More people can afford a home Realtors' index reaches 17-year high

January 03, 1992|By Andrew Mollison | Andrew Mollison,Cox News Service

WASHINGTON -- Single-family homes were more affordable in November than at any time in the last 17 1/2 years, a report issued yesterday by the National Association of Realtors says.

The trend is expected to continue, because the Federal Reserve Board has acted since then to encourage even lower interest rates.

As usual, existing single-family homes were most affordable in the Midwest and South. But the report said that even in the Northeast and West, more families than usual could find affordable homes.

"The current affordability conditions -- low interest rates and relatively soft home prices -- are such that, if the economy were improving, the housing market would be going through the roof," said John A. Tucillo, chief economist for the 750,000-member Realtors group.

Most economists believe that worries about job security during hard times are keeping many families from deciding to buy houses they can afford.

In November, the typical family could afford payments on a house that cost 24.5 percent more than the typical home. That was the highest the monthly "housing affordability index" of the Realtors has been since May 1974.

The report covered trends in mortgage rates, median family incomes and median home prices. At the median, half are higher and half are lower.

Two trends helped buyers:

* The average interest rate for mortgages fell in November to 8.7 percent, down 1.3 points in a year.

* Median family income rose in November to $36,584, up $1,326 in a year.

One trend helped sellers:

* The resale price for a single-family home was $97,800. Though below the high of $103,600 reached in July, that was still $5,800 above the median price in November 1990.

Over the one-year period, the lower interest rates and higher incomes far outweighed the rise in the cost of homes.

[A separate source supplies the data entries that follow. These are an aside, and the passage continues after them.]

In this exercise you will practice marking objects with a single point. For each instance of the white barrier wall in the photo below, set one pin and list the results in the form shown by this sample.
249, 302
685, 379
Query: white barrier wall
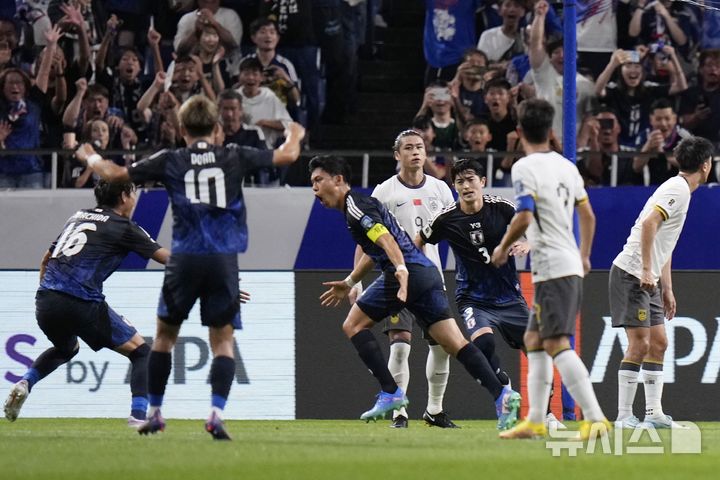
96, 384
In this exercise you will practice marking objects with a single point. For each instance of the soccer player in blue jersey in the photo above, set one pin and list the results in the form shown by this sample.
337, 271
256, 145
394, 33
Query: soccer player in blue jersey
408, 280
70, 302
209, 230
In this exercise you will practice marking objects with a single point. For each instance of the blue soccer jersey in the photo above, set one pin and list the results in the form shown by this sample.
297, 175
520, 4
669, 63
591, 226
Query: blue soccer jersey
473, 238
367, 219
204, 185
90, 248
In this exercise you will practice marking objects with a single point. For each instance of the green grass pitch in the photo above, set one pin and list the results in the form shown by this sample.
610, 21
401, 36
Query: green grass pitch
318, 449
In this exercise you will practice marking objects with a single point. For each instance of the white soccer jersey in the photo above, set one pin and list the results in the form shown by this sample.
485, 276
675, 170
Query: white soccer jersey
556, 186
672, 200
415, 206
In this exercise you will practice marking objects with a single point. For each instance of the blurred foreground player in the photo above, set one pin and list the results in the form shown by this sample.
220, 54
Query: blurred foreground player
209, 230
70, 303
408, 280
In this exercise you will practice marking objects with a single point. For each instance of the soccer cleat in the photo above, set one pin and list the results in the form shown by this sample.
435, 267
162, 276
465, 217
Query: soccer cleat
661, 421
525, 429
552, 422
15, 399
629, 423
135, 422
385, 402
399, 422
438, 420
507, 407
216, 427
155, 423
598, 428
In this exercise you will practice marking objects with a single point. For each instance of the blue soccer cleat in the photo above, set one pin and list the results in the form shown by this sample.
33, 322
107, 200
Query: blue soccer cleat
155, 423
386, 402
215, 427
507, 407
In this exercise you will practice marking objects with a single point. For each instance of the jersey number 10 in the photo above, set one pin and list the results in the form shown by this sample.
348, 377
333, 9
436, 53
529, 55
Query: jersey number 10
197, 189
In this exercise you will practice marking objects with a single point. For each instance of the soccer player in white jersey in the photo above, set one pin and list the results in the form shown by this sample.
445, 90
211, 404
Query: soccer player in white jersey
640, 286
548, 190
414, 198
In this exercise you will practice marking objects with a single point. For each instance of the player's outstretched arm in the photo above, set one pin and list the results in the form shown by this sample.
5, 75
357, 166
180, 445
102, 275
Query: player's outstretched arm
289, 151
586, 218
106, 169
518, 225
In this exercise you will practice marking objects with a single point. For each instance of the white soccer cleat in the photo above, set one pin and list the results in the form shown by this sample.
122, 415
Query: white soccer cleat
552, 422
17, 397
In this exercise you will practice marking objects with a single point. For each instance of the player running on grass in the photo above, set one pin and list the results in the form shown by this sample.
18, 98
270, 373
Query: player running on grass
408, 280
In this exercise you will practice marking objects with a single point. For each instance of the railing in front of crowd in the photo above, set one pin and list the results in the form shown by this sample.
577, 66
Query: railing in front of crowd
367, 155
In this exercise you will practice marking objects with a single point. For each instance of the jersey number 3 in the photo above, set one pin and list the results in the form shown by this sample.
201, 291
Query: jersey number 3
197, 189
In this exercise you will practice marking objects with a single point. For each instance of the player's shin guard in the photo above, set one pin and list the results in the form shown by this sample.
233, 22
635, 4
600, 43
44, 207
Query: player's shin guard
539, 383
371, 355
46, 363
159, 365
437, 371
477, 365
652, 374
138, 381
399, 368
577, 380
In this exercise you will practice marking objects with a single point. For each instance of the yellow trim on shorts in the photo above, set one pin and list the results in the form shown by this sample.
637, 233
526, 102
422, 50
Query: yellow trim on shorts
376, 232
662, 212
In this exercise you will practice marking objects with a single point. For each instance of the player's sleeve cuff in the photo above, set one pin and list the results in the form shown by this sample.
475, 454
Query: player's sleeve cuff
662, 212
525, 203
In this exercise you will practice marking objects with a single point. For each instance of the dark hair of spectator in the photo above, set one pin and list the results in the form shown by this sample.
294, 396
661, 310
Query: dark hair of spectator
711, 54
97, 89
498, 82
109, 194
535, 118
199, 116
692, 152
261, 22
230, 94
332, 165
25, 77
404, 134
464, 164
661, 104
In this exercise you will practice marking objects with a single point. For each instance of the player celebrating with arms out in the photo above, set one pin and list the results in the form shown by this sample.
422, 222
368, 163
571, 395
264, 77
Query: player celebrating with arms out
209, 230
640, 285
408, 280
548, 189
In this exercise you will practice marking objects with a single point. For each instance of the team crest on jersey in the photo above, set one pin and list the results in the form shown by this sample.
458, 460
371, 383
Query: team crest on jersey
477, 238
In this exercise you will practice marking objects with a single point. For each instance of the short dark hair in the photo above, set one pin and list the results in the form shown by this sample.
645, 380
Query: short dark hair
198, 115
109, 194
404, 134
692, 152
661, 104
463, 164
251, 63
229, 94
535, 117
260, 22
333, 165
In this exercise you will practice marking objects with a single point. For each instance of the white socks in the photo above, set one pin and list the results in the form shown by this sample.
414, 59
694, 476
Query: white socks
577, 381
437, 370
539, 384
400, 370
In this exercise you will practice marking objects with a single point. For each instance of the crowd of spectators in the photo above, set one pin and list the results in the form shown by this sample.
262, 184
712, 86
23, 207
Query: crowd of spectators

The typical monthly mortgage payment dropped by $32 a month, down to $612.

In the Midwest, median family income rose to $37,780. An income of only $23,714 would be enough to qualify for a mortgage with payments of $494 on a home costing the median price of $77,700.

In the South, median family income was $32,919. An income of only $26,502 would cover payments of $552 on a home costing the median price of $87,300.

But in the Northeast, the median family income slid to $40,216. That was below the $42,229 income level needed to qualify for a mortgage with payments of $880 monthly for the region's median-priced home, which cost $138,000.